July 13: Understanding Modern Art via Foundational Drawing
Understanding the modernist visual language is fundamental to the creative productivity of contemporary artists, yet in most art schools the teaching of beginning drawing is still grounded in the rendering techniques of nineteenth-century academic art. This lecture will feature that which is appropriate for the modernist visual language.
July 20: The Foundation of Formal Modernism: From Cezanne to Picasso
The importance of Impressionism was its move from the descriptive representation of the physical world to a subjective expression of human experiences in the world. Cezanne followed suit by gathering those subjective sensations into a structural foundation to articulate what might be considered “Formal Impressionism.” Picasso then sharpened and transferred the flatness of that structural foundation into the linguistic nature of two-dimensional art. This assertion of flatness reoriented painting’s ontological nature in opposition to the three-dimensional illusionistic representation. As a consequence, the old “subject matter” became the mere “object matter” for the creative potential of consciousness. Imagination thereby became the true “subject matter” of human consciousness.
July 27: From Hermetic Cubism to Synthetic Cubism to Constructivism
From re-presentation to re-production to production, the standard narrative of the development of Modern Art moved from Analytic Cubism, through Synthetic Cubism, arriving at Constructivism, which led to the destiny of geometric abstraction. There is, however, an alternative intellectual narrative for this formalist movement. From 1911 to the early 1920s, the Cubist languages led to multiple diversities. Of particular importance were the triangular articulations of the spatial (re-presentation) of Hermetic or late Analytic Cubism, the re-productive construction of Synthetic Cubism, and the Synthetic production of Constructivism. All three were manifestations of the principle of re-presenting the human experiences of the world in contrast to the illusionistic representation of nineteenth-century Academic Art. These and other linguistic variations of Cubism were multiple reflections of the deeper struggle between Dialectical Idealism and Dialectical Materialism, which in turn were expressions of the fundamental struggle between Romanticism’s liberation of the human spirit and the Industrial Revolution’s liberation of the material world.

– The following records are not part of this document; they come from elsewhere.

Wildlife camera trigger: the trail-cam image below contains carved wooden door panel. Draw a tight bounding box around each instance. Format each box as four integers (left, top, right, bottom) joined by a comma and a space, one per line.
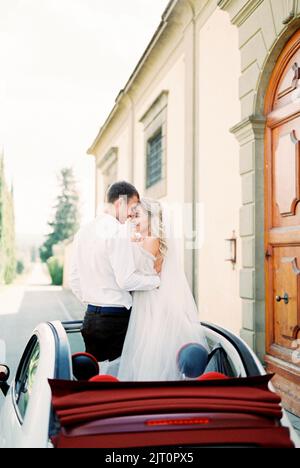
265, 32, 300, 415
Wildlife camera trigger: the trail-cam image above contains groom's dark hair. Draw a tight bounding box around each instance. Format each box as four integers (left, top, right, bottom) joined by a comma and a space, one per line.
106, 180, 140, 203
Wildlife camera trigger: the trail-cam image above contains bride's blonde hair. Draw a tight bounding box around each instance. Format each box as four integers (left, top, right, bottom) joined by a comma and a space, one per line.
140, 198, 168, 257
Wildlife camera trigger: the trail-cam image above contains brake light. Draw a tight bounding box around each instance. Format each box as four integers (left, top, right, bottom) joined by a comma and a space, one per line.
145, 418, 210, 426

August 3: Expressive Modernism: From Antithesis to Synthesis
The previous lectures were focused on Formal Modernism’s development of a new visual language antithetical to the descriptive language of Renaissance art, which then enabled the modernist turn that facilitated the full flowering of the Romantic desire for the liberation of the human spirit. Because of its nineteenth-century exhaustion, myth became an instrument of nostalgia rather than liberation. Consequently, a new language was necessary to express the deeper human interiority that resulted from a new human condition of the industrial age. The story of Modernism, therefore, would not be complete without retracing the parallel development of Expressive Modernism that had originally motivated the Romantic impulse for its rebellion. The dissonance between Expressive Modernism and Formal Modernism remained in dialectic opposition until post-World War II, when the linguistic development of Formal Modernism achieved union with the original Romantic spirit of modernity, resulting in the synthesis in Abstract Expressionism.
Born in China, Phillip Chan came to the United States at the age of 10. He lived for several years in Cleveland and then spent his formative years in the San Francisco Bay Area. Receiving his MFA from UC Berkeley in 1976, he taught for 14 years as an itinerant teacher throughout America. In 1992, he settled in Ohio, teaching at Youngstown State until his retirement in 2011. Currently living in San Diego, Chan is a frequent contributor and previous lecturer at Osher and remains a committed and active artist. Examples of his art and earlier writings can be found on his website www.philchanart.com.
Coordinator: Steve Clarey
7/13/2022 10:00 AM - 12:00 PM
7/20/2022 10:00 AM - 12:00 PM
7/27/2022 10:00 AM - 12:00 PM
8/3/2022 10:00 AM - 12:00 PM
Included with membership, no registration required.